I think this gives us the key to this passage in Psalm 34, when looking at it from a modern perspective. The Psalm has as one of its themes the truth that God protects and cares for His people. Sometimes it doesn’t feel that way. We certainly go through many trials and sufferings. The Psalmist himself says so- “Many are the afflictions of the righteous.” But even though we suffer, we do not suffer permanently. We come out of our trials stronger than before, by God’s gracious deliverance. None of our trials do permanent damage.
I have had various accidents in my life, as most of us have. Falls from trees, accidents on bikes, roughhousing with my brother, things like that. When the hit comes there’s that moment of shock, and then you start evaluating- what is the degree of my injury? Am I bleeding? Am I bleeding a lot? Is anything broken? Can I just walk this off or do I need some additional help (a band-aid, mom, an ambulance)? The Christian life feels like that a lot to me- some new blow comes and after the initial shock, you take stock of the situation- can I walk away from this? Is this going to do permanent damage?
Certainly the Christian experiences traumas like divorces, deaths of loved ones, falls into sin and so forth that will have permanent consequences. I have made mistakes that have permanently cost me friends. I have wasted time in sin that I will never get back. But by God’s grace I know that every loss I have experienced will be more than made up in God’s time. Some of those losses may not be recovered until eternity, but they will be.
This is a great example of a prophecy that has multiple levels of interpretation. We have to be careful not to allegorize and read hidden spiritual meanings behind everything, but sometimes we know that we should, since the Bible shows us the way. In John 19:36 this Psalm is quoted as a prophecy of the Messiah. When He was on the cross, the Roman soldiers broke the legs of the other prisoners to speed up their deaths, at the request of the Jews (since the next day was the Sabbath). But when they got to Jesus, He was already dead. So John says that this fulfills the prophecy in Psalm 34.
Unless you see the bigger picture, this can feel like a pretty trivial way of interpreting Scripture. For one thing, the original Psalm doesn’t appear to be about the Messiah at all. It’s clearly about God’s people in general. Further, Jesus’ bones were not broken because he was already dead. That certainly doesn’t seem like avoiding permanent damage.
But of course, we know the whole story- by the power of God, Jesus was delivered even from the bonds of death. Even His death was not permanent. The fact that His legs were not broken was not in any way necessary to this whole process- the God who raised Jesus from the dead certainly could have healed broken bones. But the larger point is that Jesus escaped unharmed and stronger than ever even from this most calamitous trial.
And He is the head of His people. We share in His life. It is precisely because Jesus rose from the dead, that He conquered death itself, that we can have the confidence that the Scriptures calls us to in Psalm 34. We can know that not one of our bones will be broken.

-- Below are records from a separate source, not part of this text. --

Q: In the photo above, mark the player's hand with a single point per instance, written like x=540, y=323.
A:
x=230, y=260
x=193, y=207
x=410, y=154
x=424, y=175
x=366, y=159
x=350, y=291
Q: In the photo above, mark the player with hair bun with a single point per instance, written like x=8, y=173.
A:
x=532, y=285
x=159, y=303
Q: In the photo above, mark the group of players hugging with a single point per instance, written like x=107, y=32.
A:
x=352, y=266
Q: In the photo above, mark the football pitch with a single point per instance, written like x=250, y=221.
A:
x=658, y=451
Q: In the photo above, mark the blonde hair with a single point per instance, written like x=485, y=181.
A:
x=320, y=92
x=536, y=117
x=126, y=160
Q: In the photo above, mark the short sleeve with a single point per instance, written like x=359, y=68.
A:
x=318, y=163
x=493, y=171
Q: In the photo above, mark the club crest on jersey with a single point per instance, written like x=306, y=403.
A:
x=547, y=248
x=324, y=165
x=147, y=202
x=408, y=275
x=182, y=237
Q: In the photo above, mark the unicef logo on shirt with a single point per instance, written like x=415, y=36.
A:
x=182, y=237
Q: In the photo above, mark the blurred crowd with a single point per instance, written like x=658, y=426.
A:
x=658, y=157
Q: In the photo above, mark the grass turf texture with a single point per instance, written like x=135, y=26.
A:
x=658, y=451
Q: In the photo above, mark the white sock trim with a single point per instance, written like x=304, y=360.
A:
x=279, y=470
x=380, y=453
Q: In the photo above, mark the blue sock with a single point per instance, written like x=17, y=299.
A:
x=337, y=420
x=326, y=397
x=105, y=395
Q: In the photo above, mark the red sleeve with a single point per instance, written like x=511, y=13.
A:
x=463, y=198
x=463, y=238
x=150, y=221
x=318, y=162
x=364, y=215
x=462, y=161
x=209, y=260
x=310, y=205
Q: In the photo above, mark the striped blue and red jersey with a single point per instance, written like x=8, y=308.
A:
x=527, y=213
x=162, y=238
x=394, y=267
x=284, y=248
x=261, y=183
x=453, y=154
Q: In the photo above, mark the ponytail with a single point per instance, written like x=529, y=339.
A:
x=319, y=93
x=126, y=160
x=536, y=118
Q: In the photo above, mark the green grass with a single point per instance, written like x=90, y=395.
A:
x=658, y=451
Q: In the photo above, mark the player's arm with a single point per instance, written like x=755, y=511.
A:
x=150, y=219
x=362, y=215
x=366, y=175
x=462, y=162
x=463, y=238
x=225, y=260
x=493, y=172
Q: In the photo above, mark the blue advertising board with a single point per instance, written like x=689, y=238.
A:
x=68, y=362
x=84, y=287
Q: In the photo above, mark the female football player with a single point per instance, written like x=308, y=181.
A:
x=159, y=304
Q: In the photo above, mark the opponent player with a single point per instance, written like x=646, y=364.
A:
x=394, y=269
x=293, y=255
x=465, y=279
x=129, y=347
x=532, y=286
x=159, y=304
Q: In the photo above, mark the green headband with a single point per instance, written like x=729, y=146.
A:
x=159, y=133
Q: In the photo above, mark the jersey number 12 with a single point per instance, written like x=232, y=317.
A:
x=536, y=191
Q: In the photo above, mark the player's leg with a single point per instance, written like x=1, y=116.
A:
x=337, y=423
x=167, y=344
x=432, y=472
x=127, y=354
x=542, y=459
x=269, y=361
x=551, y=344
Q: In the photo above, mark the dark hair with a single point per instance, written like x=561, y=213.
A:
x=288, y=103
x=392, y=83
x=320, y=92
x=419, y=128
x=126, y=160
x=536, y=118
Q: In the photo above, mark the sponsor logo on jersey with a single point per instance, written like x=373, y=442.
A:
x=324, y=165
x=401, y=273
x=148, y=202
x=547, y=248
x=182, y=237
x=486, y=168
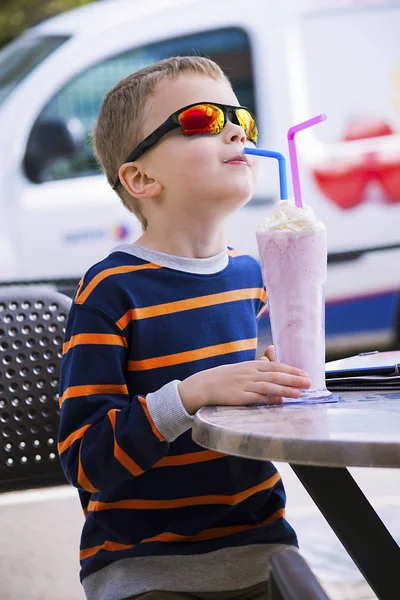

We share in Jesus’ life, and therefore we can have complete confidence that we can walk away from anything life throws at us, even if it knocks us down for a while. When we walk by faith, not by sight, we can have that confidence. When we believe the promises of God and put our trust in Christ, nothing that life can throw at us can do permanent damage. We will stumble, but not fall. We will bend but not break. We will walk through the valley of the shadow of death, but the Lord will lift us up, for He lifted up Jesus Christ from death, and all Jesus’ people are lifted up with Him.